En Coyoacán tuvo lugar el recuento del oro y la plata recuperada; ambos metales se fundieron para darle el quinto correspondiente al rey y repartir el resto entre Cortés y los conquistadores. No obstante, su escasez fue la que dio lugar al tormento de Cuauhtémoc y su primo Tetlepanquetzatzin, señor de Tacuba, a quienes se les quemaron los pies con aceite para que dijeran dónde estaba escondido el resto del tesoro. Díaz del Castillo señaló que fueron los oficiales de la Hacienda del rey los que atormentaron a Cuauhtémoc, y fue muy explícito al señalar que a Cortés y otros conquistadores les pesó el trato que se le daba a un señor de su talla. Una pesadumbre que provocó que el tesorero del rey, Julián de Aldrete, sospechara que ambos españoles estaban coludidos para repartirse el oro.
A Coyoacán también se debió llevar Cortés a las hijas de Moctezuma –Isabel, Leonor y María–, pues en los documentos elaborados por Isabel, la primogénita del tlatoani, se puede leer que, antes de morir, su padre le rogó al conquistador que velara por ellas: que las cuidase, las bautizase y les enseñase la doctrina cristiana. No sabemos si esto fue así exactamente, pero no cabe duda de que Cortés ejerció de tutor legal de las mismas, ya que se encargó de casarlas con conquistadores amigos suyos, como más adelante veremos. En este tiempo, Cortés vivía con su primera esposa, Catalina Xuárez (o Suárez), la cual murió en extrañas circunstancias. Ocurrió en algún momento de diciembre de 1522, por lo que se deduce que todos debieron permanecer en Coyoacán hasta mediados de 1523, cuando la nueva Ciudad de México comenzó a habitarse y Cortés se trasladó a los palacios de Moctezuma, donde estableció su residencia.
El escudo de armas de la Ciudad de México
El 4 de julio de 1523 la antigua Tenochtitlan, convertida ya en cabeza y Corte de la Nueva España, fue distinguida con un escudo de armas que podía ser expuesto en pendones, sellos o donde fuese necesario. En 1530 se dictó que la ciudad podía gozar de los mismos privilegios que tenía la de Burgos, cabeza de las dos Castillas; sin embargo, fue hasta 1548 cuando se le otorgó el título de “muy noble, insigne y muy leal ciudad”, por su obediencia y su disposición a sufragar con gente la guerra al Perú (aunque al final esto no fue necesario), pero también para que se viera que el monarca tenía por servida su lealtad.
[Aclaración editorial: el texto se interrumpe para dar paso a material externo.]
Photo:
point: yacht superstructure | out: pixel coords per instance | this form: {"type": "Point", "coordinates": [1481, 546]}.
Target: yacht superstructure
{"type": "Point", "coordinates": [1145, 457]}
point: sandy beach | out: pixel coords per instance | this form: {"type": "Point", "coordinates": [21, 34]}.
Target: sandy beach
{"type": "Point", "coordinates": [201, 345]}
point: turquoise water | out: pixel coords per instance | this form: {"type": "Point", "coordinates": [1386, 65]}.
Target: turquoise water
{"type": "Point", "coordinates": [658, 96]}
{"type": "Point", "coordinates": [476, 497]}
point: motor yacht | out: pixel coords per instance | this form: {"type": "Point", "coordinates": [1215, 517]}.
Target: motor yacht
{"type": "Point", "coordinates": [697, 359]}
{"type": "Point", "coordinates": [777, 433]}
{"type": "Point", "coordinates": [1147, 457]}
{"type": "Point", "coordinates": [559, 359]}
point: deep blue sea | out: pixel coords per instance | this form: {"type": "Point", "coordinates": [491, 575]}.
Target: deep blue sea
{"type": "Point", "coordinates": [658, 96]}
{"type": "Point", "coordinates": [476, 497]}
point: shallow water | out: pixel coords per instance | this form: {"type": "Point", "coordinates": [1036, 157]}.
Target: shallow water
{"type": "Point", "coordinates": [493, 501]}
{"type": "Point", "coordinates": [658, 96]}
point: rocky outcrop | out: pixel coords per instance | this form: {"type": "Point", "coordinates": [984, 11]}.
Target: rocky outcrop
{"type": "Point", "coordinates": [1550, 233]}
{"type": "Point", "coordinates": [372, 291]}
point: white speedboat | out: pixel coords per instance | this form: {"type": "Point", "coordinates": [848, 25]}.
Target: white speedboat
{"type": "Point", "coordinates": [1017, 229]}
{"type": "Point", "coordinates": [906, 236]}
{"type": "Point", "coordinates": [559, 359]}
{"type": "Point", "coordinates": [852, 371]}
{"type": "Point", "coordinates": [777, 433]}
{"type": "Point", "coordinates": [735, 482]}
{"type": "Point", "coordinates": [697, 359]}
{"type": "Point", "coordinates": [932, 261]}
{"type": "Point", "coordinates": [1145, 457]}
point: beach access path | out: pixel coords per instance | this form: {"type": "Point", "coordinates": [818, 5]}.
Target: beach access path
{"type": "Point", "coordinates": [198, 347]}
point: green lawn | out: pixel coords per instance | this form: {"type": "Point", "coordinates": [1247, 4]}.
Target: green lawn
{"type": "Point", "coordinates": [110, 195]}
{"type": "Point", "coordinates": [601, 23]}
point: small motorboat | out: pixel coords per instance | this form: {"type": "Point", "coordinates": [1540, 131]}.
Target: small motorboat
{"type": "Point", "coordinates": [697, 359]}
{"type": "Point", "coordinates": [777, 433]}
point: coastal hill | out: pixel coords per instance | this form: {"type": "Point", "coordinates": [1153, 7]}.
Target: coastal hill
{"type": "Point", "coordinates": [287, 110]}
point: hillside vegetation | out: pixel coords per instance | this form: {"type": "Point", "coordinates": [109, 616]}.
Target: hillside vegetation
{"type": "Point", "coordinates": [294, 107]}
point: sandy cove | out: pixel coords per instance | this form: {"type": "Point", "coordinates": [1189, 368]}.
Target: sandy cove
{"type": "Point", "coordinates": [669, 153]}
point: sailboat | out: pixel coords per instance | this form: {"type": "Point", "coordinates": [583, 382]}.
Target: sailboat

A través de una real provisión, el monarca permitió que en el escudo de armas se dispusieran las antiguas armas de la ciudad: la piedra con el nopal sobre el que se posó el dios Huitzilopochtli, encarnado en un
águila. En el campo del escudo se desplegó también un castillo de tres torres flanqueadas por leones, por la concepción medieval de las ciudades y villas de España como fortalezas, con sus torres y murallas. Además, tres puentes salían del castillo, los cuales representaban cada una de las calzadas que conectaban a la ciudad con tierra firme. Para rematar, los leones rampantes eran la viva imagen de la victoria de los españoles sobre la ciudad, como indicaba la real provisión.
Como Enrique Florescano señaló, el diseño del escudo no gustó nada a los habitantes de la ciudad al ver que del águila no había rastro, y del nopal bastante poco, al haber sido mutilado para poner sus pencas
en la orla del escudo. Como consecuencia, las nuevas autoridades de la ciudad se dieron a la tarea de reemplazarlo por el antiguo nopal anclado sobre una piedra en medio de las aguas del lago de Texcoco, con el águila posada sobre él y desplegando sus alas. Décadas más tarde, el virrey Juan de Palafox y Mendoza haría esfuerzos por eliminarlo, pero el ayuntamiento de la ciudad lo siguió grabando así en sus ordenanzas de 1663, desoyendo cualquier mandato.